In my travels I have made it my rule to compare the written with the living history of Man, & as I have seen all kinds of men so I have not hesitated to make use of all kinds of history (t[ha]t I am acquainted with) in the comparison: & I give in many cases as much credit to traditions as to other history: implicit credit to none nor implicit credit to inferrences that I myself draw from this comparison except rarely; & then I am as sure as I want to be. Thus I know & feel myself above prejudice. Moses, Albugassi & the writers of the last 20 years are all alike to me as to what I am seeking for: I would only understand if I could what man has been from what he is: not what he may be hereafter tho all mention the tale. I would also know what the earth has been from observing how it is at present: not how it may hereafter be tho all mention also this tale. You know how ignorant & plain a Man I am, but I declare to you that in this temper of mind & from the information incident to the extent & nature of my travels I find myself at my ease concerning things which some cannot & others will not believe that are of considerable importance; & I will tell you in a very few words what some of them are. I wish I had time to mention them all, or if I do that it was more in detail.

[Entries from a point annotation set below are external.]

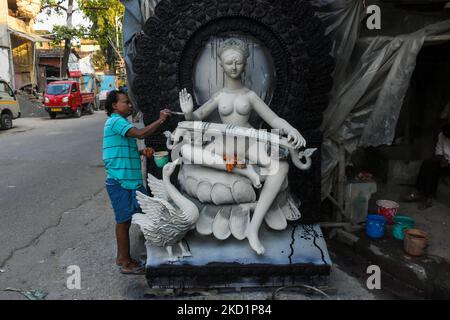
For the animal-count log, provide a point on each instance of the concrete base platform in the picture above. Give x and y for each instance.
(296, 255)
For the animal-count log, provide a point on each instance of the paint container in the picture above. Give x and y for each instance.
(401, 223)
(375, 224)
(161, 158)
(388, 209)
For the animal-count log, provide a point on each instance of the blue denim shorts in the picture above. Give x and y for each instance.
(123, 201)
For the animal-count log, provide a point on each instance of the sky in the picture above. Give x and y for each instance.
(44, 22)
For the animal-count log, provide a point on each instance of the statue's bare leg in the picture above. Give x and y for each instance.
(184, 252)
(272, 185)
(198, 155)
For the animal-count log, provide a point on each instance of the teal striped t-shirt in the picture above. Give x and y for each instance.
(120, 153)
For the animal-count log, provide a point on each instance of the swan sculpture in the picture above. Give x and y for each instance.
(168, 215)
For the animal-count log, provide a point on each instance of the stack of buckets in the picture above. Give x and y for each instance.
(414, 240)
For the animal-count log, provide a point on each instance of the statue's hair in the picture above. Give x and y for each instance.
(235, 44)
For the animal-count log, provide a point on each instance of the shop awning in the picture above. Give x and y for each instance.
(29, 36)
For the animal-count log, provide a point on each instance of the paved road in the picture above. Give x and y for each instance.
(47, 167)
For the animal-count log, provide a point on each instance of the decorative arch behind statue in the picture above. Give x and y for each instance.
(168, 47)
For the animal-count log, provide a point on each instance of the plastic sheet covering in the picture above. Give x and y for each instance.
(370, 82)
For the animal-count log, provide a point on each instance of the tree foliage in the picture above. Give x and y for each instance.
(105, 16)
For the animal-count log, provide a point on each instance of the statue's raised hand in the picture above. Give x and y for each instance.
(295, 138)
(186, 104)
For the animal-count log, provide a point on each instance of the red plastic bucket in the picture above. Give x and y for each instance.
(388, 209)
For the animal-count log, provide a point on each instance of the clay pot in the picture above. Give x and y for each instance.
(415, 242)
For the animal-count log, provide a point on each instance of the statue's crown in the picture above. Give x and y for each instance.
(235, 44)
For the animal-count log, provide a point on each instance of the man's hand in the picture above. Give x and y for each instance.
(186, 103)
(164, 114)
(147, 152)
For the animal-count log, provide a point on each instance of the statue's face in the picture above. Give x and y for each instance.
(233, 63)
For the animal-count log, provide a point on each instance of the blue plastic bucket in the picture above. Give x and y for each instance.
(375, 225)
(161, 158)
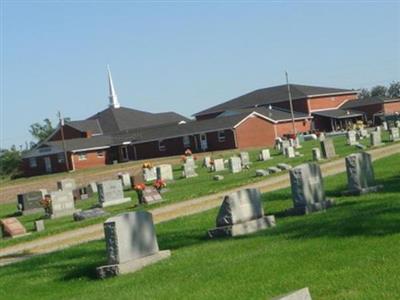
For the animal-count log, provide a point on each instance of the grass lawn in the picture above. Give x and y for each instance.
(181, 189)
(351, 251)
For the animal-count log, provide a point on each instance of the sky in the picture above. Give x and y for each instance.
(182, 56)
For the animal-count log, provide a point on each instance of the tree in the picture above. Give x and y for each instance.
(10, 161)
(379, 90)
(364, 93)
(394, 89)
(41, 131)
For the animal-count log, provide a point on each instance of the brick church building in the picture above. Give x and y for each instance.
(119, 134)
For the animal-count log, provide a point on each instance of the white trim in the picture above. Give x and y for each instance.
(90, 149)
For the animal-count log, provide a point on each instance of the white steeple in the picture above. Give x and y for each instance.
(113, 96)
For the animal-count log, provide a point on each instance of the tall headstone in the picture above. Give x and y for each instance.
(189, 170)
(219, 164)
(351, 137)
(360, 174)
(126, 180)
(265, 155)
(30, 202)
(303, 294)
(328, 148)
(289, 152)
(164, 172)
(316, 153)
(245, 159)
(149, 174)
(12, 227)
(394, 134)
(307, 189)
(235, 164)
(131, 244)
(67, 184)
(62, 204)
(376, 139)
(241, 213)
(111, 193)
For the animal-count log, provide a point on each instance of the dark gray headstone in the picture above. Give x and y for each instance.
(31, 202)
(328, 148)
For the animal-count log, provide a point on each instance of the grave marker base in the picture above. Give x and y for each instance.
(114, 202)
(315, 207)
(131, 266)
(243, 228)
(371, 189)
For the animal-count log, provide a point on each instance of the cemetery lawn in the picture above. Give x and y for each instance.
(181, 189)
(351, 251)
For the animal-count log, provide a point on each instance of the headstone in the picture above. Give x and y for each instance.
(376, 139)
(189, 170)
(394, 134)
(245, 159)
(303, 294)
(360, 174)
(150, 195)
(62, 204)
(207, 162)
(67, 184)
(39, 225)
(89, 213)
(218, 177)
(164, 172)
(283, 166)
(265, 155)
(131, 244)
(126, 180)
(12, 227)
(273, 170)
(328, 149)
(30, 203)
(235, 164)
(111, 193)
(316, 153)
(289, 152)
(241, 213)
(219, 165)
(92, 186)
(307, 189)
(149, 174)
(261, 172)
(351, 137)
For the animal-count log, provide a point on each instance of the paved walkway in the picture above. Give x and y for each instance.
(169, 212)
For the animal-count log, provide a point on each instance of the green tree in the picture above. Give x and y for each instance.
(394, 89)
(41, 131)
(10, 162)
(379, 90)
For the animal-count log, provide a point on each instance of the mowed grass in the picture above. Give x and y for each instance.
(351, 251)
(179, 190)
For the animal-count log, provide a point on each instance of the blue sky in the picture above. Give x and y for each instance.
(183, 56)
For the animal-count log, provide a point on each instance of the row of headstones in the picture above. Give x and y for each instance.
(131, 241)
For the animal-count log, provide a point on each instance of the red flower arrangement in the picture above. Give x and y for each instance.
(159, 184)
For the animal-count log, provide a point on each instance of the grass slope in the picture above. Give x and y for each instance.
(181, 189)
(348, 252)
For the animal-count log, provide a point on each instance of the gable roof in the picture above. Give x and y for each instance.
(119, 119)
(275, 94)
(368, 101)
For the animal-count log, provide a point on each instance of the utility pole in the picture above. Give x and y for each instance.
(291, 103)
(63, 141)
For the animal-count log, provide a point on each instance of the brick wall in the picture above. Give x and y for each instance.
(327, 102)
(255, 132)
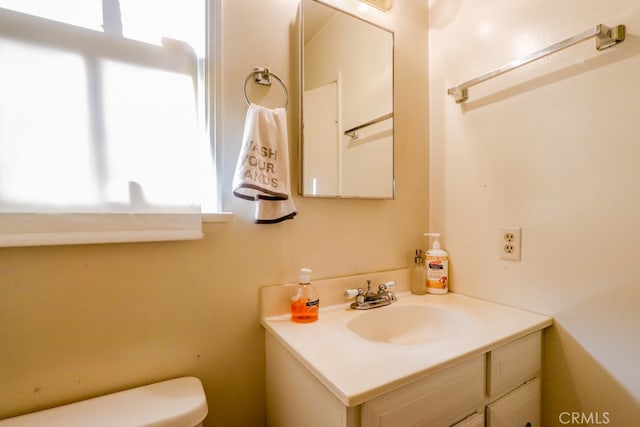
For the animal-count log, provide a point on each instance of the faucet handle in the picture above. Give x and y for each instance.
(350, 293)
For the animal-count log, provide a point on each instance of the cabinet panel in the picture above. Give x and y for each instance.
(476, 420)
(512, 364)
(440, 399)
(520, 408)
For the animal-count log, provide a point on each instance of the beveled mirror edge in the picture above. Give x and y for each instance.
(300, 73)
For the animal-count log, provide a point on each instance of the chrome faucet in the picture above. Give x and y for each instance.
(370, 299)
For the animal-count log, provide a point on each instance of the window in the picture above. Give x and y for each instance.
(102, 121)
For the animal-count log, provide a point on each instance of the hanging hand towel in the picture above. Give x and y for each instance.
(262, 170)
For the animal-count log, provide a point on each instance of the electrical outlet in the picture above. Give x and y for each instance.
(510, 243)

Sir I am certain (the negroes excepted because I have not yet personaly visited them) that the difference in the colour of Men is the effect of natural causes.

Sr. I am certain that all the people you call red people on the Continent of America & on the Continents of Europe & Asia as far South as the Southern parts of China are all one people by whatever names distinguished & that the best general one would be Tartar.

I suspect that all red people are of the Same family. I am Satisfied myself that America was peopled from Asia & had some if not all its animals from thence.

I am satisfied myself that the great general analogy in the customs of Men can only be accounted for but by supposing them all to compose one family: & by extending the Idea & united Customs, traditions & history I am satisfied that this common origin was such or nearly as related by Moses & commonly believed among all the nations of the earth. There is a transposition of things on the globe that must have been produced by some cause equal to the effect which is vast & curious: whether I repose on arguments drawn from facts observed by my self or sending imagination forth to find a cause they both declare to me a general deluge.

I am yr. Excellencys most humble & most grateful friend, Ledyard

MS Jefferson Papers, DLC. Addressed by Ledyard: "To his Excellency thomas Jefferson Esquire Embassador for the United States of America." Endorsed by Jefferson: "Ledyard John. recd. July 3. 1788. Paris."